Travel prices are expected to rise sharply in 2019, with hotels going up 3.7% and flights 2.6%, driven by a growing global economy and rising oil prices, according to the fifth annual Global Travel Forecast, published by the Global Business Travel Association (GBTA) and CWT with the support of the Carlson Family Foundation.
“While most major markets appear to be trending in the right direction, downside risks remain for the global economy given the rise of protectionist policies, the risk of stoking trade wars and Brexit uncertainty,” said Michael W. McCormick, GBTA executive director and COO. “This forecast provides travel buyers with a better understanding of the global market and key price drivers demonstrating the key to building successful travel programs will be watching and reacting to an ever-changing global landscape.”
“Prices are expected to spike in many global markets even as inflation remains subdued,” said Kurt Ekert, president and CEO, Carlson Wagonlit Travel. “The report explores the causes and includes an overview of what we expect to see in key markets worldwide. It also gives specific recommendations, giving travel managers ammunition for their upcoming negotiations.
“The future of corporate travel can be summed up as accelerated personalization – with mobile technology, AI, machine learning and predictive analytics all playing their part,” added Ekert. “Success is tied to technology, with sophisticated data-crunching at the very heart of it.”
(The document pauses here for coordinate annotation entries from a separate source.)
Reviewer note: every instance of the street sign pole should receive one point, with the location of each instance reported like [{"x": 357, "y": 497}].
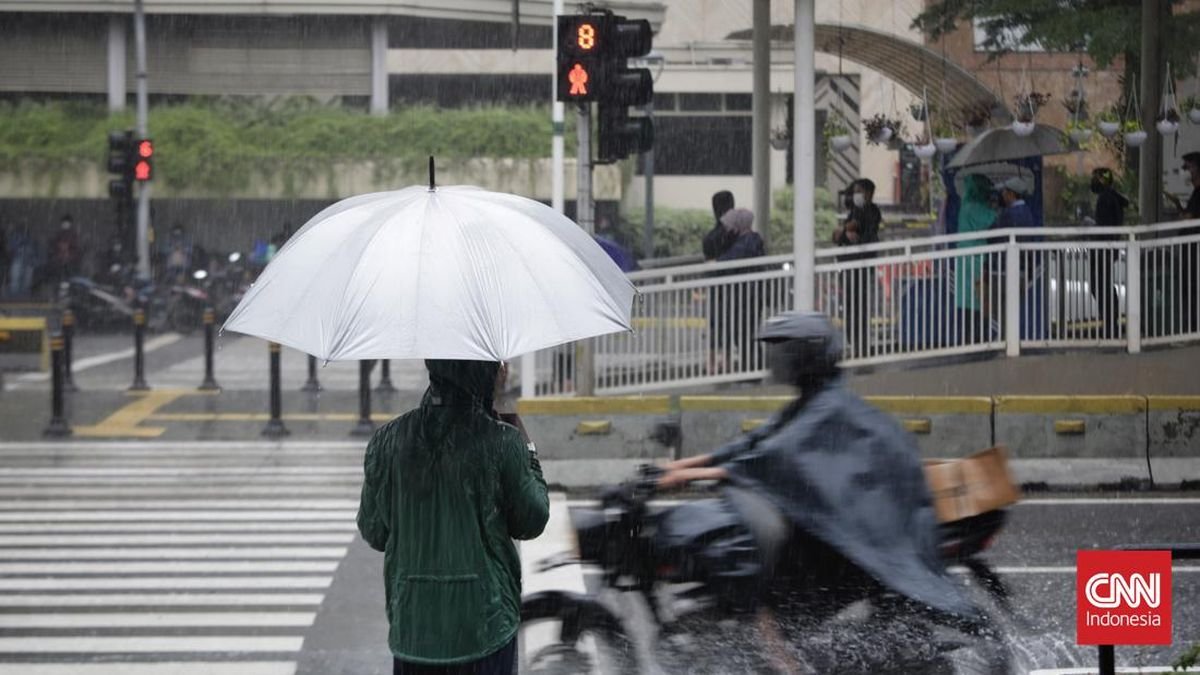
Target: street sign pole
[
  {"x": 585, "y": 208},
  {"x": 139, "y": 36}
]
According to the forecast, the aviation sector will be shaped by the introduction of ultra-long-haul flights and an increasing competition from low-cost carriers, which are not only multiplying, but also fighting for long-haul routes.
Airfares are likely to become more expensive due to rising oil prices, the competitive pressure from the shortage of pilots, potential trade wars and increasing fare segmentation to improve yield.
It’s predicted North America will see prices rise by a modest 1.8%, according to projections.
The hotel outlook for 2019 is driven by the overall increase in air travel, which will fuel demand for rooms. Technology will also play an important part. Hotels are introducing new developments to personalize the guest experience. The increase of mobile penetration, on the other hand, is forcing travel managers to offer their travellers apps, which also serve to accommodate greater in-policy booking autonomy.
Further mergers – and upscale hotels competing with mid-scale ones due in part to a growing appetite for boutique accommodation among younger travellers – will also be on the agenda.